Спустились на улицу. Отсюда, снизу, «Башня» казалась огромной, и вершина ее тонула в уже нахлынувшей на город мгле. Пока искали извозчика — долго, плохо соображая, что для этого нужно делать — я поискал глазами ту площадку, на которой всего час назад чувствовал себя в центре общего восхищенного внимания. Мне показалось, я увидел ее, и показалось — кто — то, держась рукой за выступающую трубу, стоит на ней и смотрит на меня — в таком же, как и у меня, длинном темном пальто с барашковым воротником… Но это конечно была пьяная иллюзия. Подъехал извозчик и вскоре мы уже мчались во тьму.
Несколько последующих лет прошли следующим образом — известность моя и «вес» в литературной жизни росли; просвещенные общества — с одной стороны, разрушенная, хотя внешне благопристойная домашняя жизнь — с другой, а рестораны и бордели — с третьей — определили мое окончательное отпадение от небесной глубины, зорь, чаянья казавшегося таким близким прихода и воцарения вечной женственности, от братской любви ко всяким малым тварям и стихиям, наполняющим это поднебесное пространство — к брусчатке городских площадей, грязи и слякоти скоротечной осени и студеному ветру казавшейся бесконечной зимы, с ее оснеженными горбатыми мостиками через замерзшие каналы, фабричными огнями, подворотнями сомнительных переулков, где женственность — любую, какую хочешь — можно было просто купить за деньги, если не все они еще оставлены в трактире или кабаке.

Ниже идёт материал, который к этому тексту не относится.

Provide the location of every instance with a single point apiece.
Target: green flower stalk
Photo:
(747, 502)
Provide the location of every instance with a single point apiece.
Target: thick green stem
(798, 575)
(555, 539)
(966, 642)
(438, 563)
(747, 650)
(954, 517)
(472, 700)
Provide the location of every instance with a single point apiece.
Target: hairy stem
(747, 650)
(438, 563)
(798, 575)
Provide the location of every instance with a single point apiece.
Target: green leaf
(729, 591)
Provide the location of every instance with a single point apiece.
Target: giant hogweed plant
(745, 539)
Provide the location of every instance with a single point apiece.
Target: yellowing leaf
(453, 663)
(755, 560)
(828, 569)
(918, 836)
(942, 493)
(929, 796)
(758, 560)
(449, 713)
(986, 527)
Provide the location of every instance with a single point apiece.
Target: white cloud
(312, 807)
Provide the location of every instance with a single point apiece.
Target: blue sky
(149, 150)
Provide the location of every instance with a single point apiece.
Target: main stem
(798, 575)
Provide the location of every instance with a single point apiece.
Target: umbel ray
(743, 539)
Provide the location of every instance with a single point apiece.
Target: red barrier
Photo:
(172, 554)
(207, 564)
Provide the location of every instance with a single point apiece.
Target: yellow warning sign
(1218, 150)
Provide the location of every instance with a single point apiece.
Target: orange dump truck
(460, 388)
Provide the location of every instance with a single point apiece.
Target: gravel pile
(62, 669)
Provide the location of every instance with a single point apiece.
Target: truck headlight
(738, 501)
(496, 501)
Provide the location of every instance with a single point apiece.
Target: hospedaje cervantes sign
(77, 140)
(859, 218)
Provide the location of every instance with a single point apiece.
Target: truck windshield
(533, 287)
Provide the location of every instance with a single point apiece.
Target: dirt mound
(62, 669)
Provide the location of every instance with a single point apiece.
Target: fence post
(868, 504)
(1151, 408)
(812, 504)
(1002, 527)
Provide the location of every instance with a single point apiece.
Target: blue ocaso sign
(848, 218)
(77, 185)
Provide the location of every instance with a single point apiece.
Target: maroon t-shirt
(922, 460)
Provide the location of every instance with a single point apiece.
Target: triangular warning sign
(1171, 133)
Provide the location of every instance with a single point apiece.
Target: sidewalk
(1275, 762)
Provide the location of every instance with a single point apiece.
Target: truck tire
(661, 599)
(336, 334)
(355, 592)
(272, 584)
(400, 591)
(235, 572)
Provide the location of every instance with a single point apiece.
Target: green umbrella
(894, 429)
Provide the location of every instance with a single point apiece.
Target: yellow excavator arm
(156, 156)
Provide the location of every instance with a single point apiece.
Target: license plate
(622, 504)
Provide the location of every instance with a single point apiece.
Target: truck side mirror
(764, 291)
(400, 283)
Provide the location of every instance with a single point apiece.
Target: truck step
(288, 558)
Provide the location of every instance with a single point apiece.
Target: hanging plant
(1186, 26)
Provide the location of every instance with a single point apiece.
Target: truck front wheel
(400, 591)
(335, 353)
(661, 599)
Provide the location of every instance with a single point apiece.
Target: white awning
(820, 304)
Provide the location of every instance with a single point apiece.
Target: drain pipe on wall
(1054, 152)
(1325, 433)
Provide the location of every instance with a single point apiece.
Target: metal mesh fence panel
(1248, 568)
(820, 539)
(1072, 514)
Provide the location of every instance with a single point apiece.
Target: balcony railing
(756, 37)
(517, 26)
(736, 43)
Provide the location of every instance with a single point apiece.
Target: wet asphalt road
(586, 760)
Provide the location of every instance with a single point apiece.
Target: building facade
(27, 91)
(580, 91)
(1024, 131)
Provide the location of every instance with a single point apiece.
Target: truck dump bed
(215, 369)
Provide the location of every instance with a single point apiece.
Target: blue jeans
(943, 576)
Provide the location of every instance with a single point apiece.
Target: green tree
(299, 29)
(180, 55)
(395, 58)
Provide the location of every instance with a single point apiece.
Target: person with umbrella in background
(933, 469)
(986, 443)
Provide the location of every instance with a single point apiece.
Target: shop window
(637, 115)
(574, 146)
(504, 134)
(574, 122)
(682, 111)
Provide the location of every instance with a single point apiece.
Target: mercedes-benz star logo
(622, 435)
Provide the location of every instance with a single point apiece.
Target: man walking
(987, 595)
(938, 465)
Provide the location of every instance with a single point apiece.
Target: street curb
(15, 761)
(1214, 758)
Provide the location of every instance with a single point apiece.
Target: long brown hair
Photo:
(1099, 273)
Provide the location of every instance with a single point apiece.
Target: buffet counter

В то же самое время это новое мое «мировоззрение» оказалось весьма желательным для поднимавшейся волны протеста и «социальных требований». Я уже участвовал в каких — то митингах, раз даже шел впереди демонстрации, неся знамя. Уже прозвучали робко слова «певец революции». Реакция прежних моих друзей и литературного круга разделила их на два совершенно враждебных лагеря — если один (меньший) с энтузиазмом поддерживал меня, то другой (больший) отвечал тем, что чуть ли не плевал в лицо; руку многие подавать во всяком случае перестали. Повторялась давняя история, бывшая со мною еще на первом курсе университета, только теперь — с противоположным знаком.
«
Все это вместе развратило меня душевно: я почувствовал нарастающий день ото дня какой — то мертвый бессмысленный цинизм и вместе с ним снова стал чувствовать в груди холодную пустоту.
«
Глаз и губ… Сила человеческой натуры такова, что — не предполагая, а зная — полную безнадежность этого, я все же искал их: результатом были два романа, вначале, казалось, обещавшие новое счастье, но оконченные просто усталостью.
«
Усталость — вот, что стало сопровождать каждый мой день, усталость — невидимая окружающим, но ощущаемая мною, так же ясно и остро, как тяжесть холодной толщи вселенских вод, когда — то данная мне в испытание, мгновение которого показалось мне тысячелетием. И врач, осматривая меня, качал головою и говорил: «Вам, батенька, отдохнуть бы нужно, на воды… А то от горячительных у вас нейрастения развивается…» Я слушал его, но думал: «Зачем? Зачем мне теперь все это — что изменится, если я стану ездить на воды, следить за здоровьем — ради чего? Чтобы продлить свою ежедневную никому не видимую пытку еще на пять, а то и десять лет?» Для вида я соглашался, брал какие — то рецепты, совал деньги… Но продолжал жить, как жил, понимая, что медленно умираю. Это было мне хотя бы привычно.